Anti-academicism is anti-intellectualism. Another of the OED’s definitions adds that academic also includes: “Reading, thinking, and study as opposed to technical or practical work.” This is the crux of the issue. As our culture becomes more suspicious of the Academy as a place where reasonable things happen (critical thinking being a common target), perhaps we worry that publicly associating with such a retrograde system will deem us irretrievably unhip. If that is what you truly believe, despite loads of evidence to the contrary, you simply do not have to participate. You do not have to aim your portfolio to the tenure track, but you are also free to not go to school—or if you do, to study something other than music composition. I’m not saying get in or get gone; I’m merely saying you are free to choose. All shapes and sizes…
There’s something disturbingly class-related in the suspicion of academia en masse, because what teaching offers to composers is not only money (the concern of pretty much all people every minute of the day, especially these days), but security. In complex financial times, it is a disturbing notion to think that a composer who has to make money is somehow less true or relevant a composer than those who do not. The reality as we all know is that precious few people can live—especially in a big city where one mostly needs to be when building a career—on even an unusually successful run of commissions, grants, and prizes. Would you ever scruple going down that dark road of judging artists solely by their ability to make a living?
The academic system is far, far, far from perfect. The Old Boys Network is alive and well. Tenure does not—and can never—guarantee a fertile and exciting career growing from the rich soil of security. But to simply label such individuals as “academic” does a disservice to a system in which nearly every composer participates. It is a little like conveniently bashing unions while still being a card-carrying member and waiting for the pension fund to kick in.

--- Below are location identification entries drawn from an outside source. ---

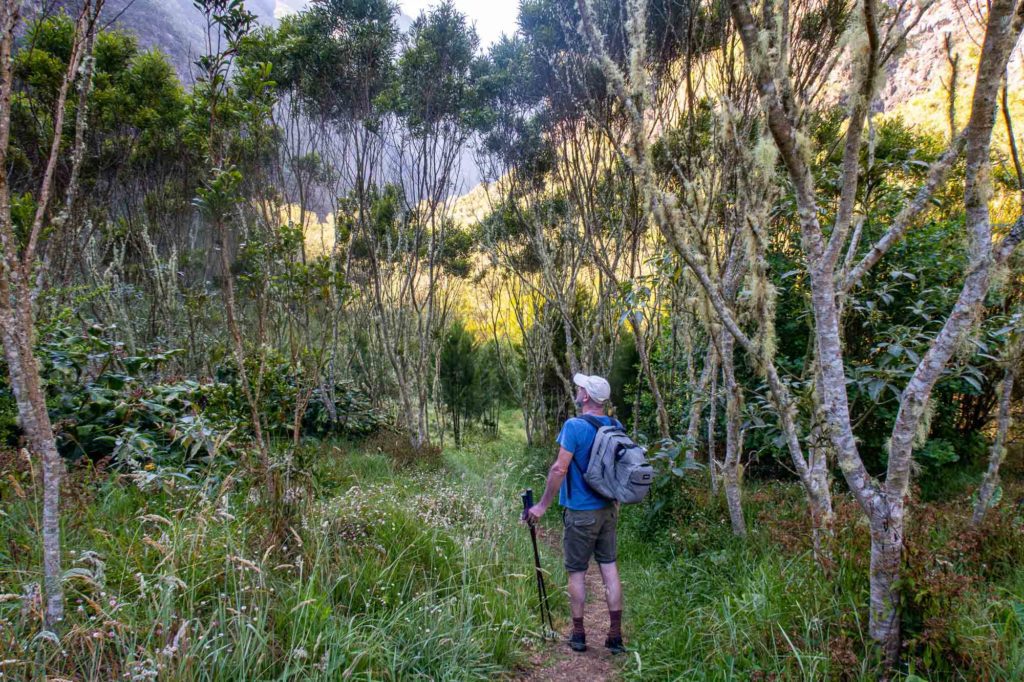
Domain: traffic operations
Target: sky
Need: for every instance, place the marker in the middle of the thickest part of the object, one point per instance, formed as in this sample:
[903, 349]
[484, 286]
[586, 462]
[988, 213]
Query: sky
[492, 17]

Obviously there is no easy answer. That glad-handing Old Boys Network made certain important developments suspicious for decades. Though I hate to say “when I was in school,” but, uh, when I was in school the very mention of Benjamin Britten, Samuel Barber, or Aaron Copland (to enumerate only the deceased) caused many an eye to roll. There are and will always be self-appointed vanguard denizens who view that which is not theirs as anathema, a rank betrayal of the principals on which they have staked their lives. And many of these people have teaching jobs. But then there is the other side of this, the idea that anything (or rather any one thing) is “going on in new music.” How often have I heard the expression “not being a part of the current climate” (read: “academic”) used to condemn a teacher, journalist, composer, concert presenter, or concert series? The simply incorrect notions of 1) a lone cutting edge, and 2) that music works in a linear singularity rather than just being a grand, messy stew in which there is room for many an aesthetic, is as destructive as anything. After all, isn’t adhering too closely to any single notion the very definition of “academic”?